In the book, now available, she explores her experience being a first-generation American, her relationship with her mother, and the role her Nigerian upbringing has played in the decisions she’s made now that she’s a wife and mother to three children.
“What really inspired me to write this book was becoming a mother myself. I think once you step into motherhood, you come to a fork in the road. You have to decide if you are going to raise your children the same way you were raised or whether you’re going to take a different stab at the apple, so to speak,” Osefo tells ESSENCE. In the book, she mentions that while she respects her Nigerian upbringing, she chooses to do things differently as a parent.
“I have implemented some of the same things that I was raised on with my children. But I realized in my motherhood journey, for example, when we talk about education, I believe in working hard and manifesting. However, I am not wedding my children to a career,” she says. “I am not saying that they have to be a doctor, a lawyer, or an engineer. I am still taking the principles of my Nigerian upbringing, while creating the space where my children are able to explore different options — and to know that it is okay to not be the best the first time.”
And while Osefo says she may be trying to teach her children a new way to do things and look at life, she’s also learned plenty from raising them.
“Motherhood has taught me that it is okay not to have all the answers. It is okay not to feel like you are perfect,” she says. “It has also taught me unwavering and undying love. I always say that my first son taught me what it means to love and be loved unconditionally. My second son has taught me patience and how to give myself grace. My third child, my daughter, has taught me faith. When you become a mother, and you do your best along the way, you will gain so much throughout.”
The RHOP star wrote this book with truth and transparency in mind. While she gives honor to her mother, who has provided immense support and love from the very beginning, she drives home the importance of forging her own path and creating an identity of her own, outside of what was or may be expected of her.

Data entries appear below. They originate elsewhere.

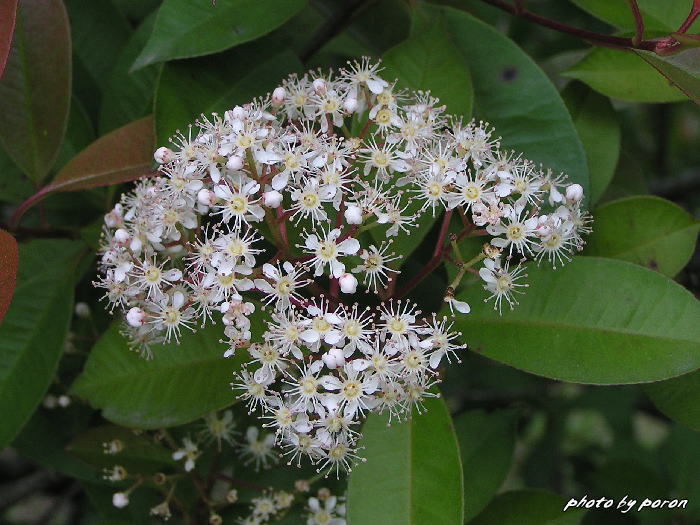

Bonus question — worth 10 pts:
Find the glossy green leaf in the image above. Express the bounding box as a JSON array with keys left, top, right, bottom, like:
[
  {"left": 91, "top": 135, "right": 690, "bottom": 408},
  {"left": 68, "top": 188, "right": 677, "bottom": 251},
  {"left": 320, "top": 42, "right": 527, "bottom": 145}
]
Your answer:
[
  {"left": 55, "top": 96, "right": 96, "bottom": 171},
  {"left": 132, "top": 0, "right": 307, "bottom": 71},
  {"left": 346, "top": 395, "right": 463, "bottom": 525},
  {"left": 571, "top": 0, "right": 700, "bottom": 34},
  {"left": 71, "top": 319, "right": 261, "bottom": 429},
  {"left": 563, "top": 48, "right": 688, "bottom": 103},
  {"left": 434, "top": 5, "right": 589, "bottom": 195},
  {"left": 469, "top": 489, "right": 586, "bottom": 525},
  {"left": 447, "top": 257, "right": 700, "bottom": 385},
  {"left": 454, "top": 410, "right": 516, "bottom": 522},
  {"left": 635, "top": 49, "right": 700, "bottom": 105},
  {"left": 0, "top": 239, "right": 85, "bottom": 448},
  {"left": 0, "top": 228, "right": 18, "bottom": 324},
  {"left": 561, "top": 82, "right": 620, "bottom": 205},
  {"left": 0, "top": 0, "right": 71, "bottom": 183},
  {"left": 155, "top": 47, "right": 303, "bottom": 147},
  {"left": 645, "top": 370, "right": 700, "bottom": 431},
  {"left": 584, "top": 196, "right": 699, "bottom": 277}
]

In this book, Osefo sheds light on topics we are all very familiar with. That includes the complexities of what being a mother means, what it’s like to celebrate one culture while trying to learn and embrace another, and the importance of blossoming into your own from the roots that helped you grow. There are also moments where she shares what it was like to speak her mind as a Black Democrat on Fox News, and her experience on Real Housewives of Potomac.
There’s so much to take away from and appreciate about the new book, especially the bond between mother and daughter. When asked if there was one question Osefo could ask her mom, Iyom Susan Okuzu, about her own story, she responded, “I would ask her how she did it.”
“She was an immigrant and moved to a country where she knew no one. She raised two kids and worked multiple jobs,” she says. “I remember being at my mother’s college graduation. I have literally grown up with her. To be able to do all of that and to still stand with grace, walk like a gazelle, be the most supportive person I have ever met, and to defy all the odds, how did she do it? I hope that [my siblings and I] have made you proud and that whatever you went through, it was worth it.”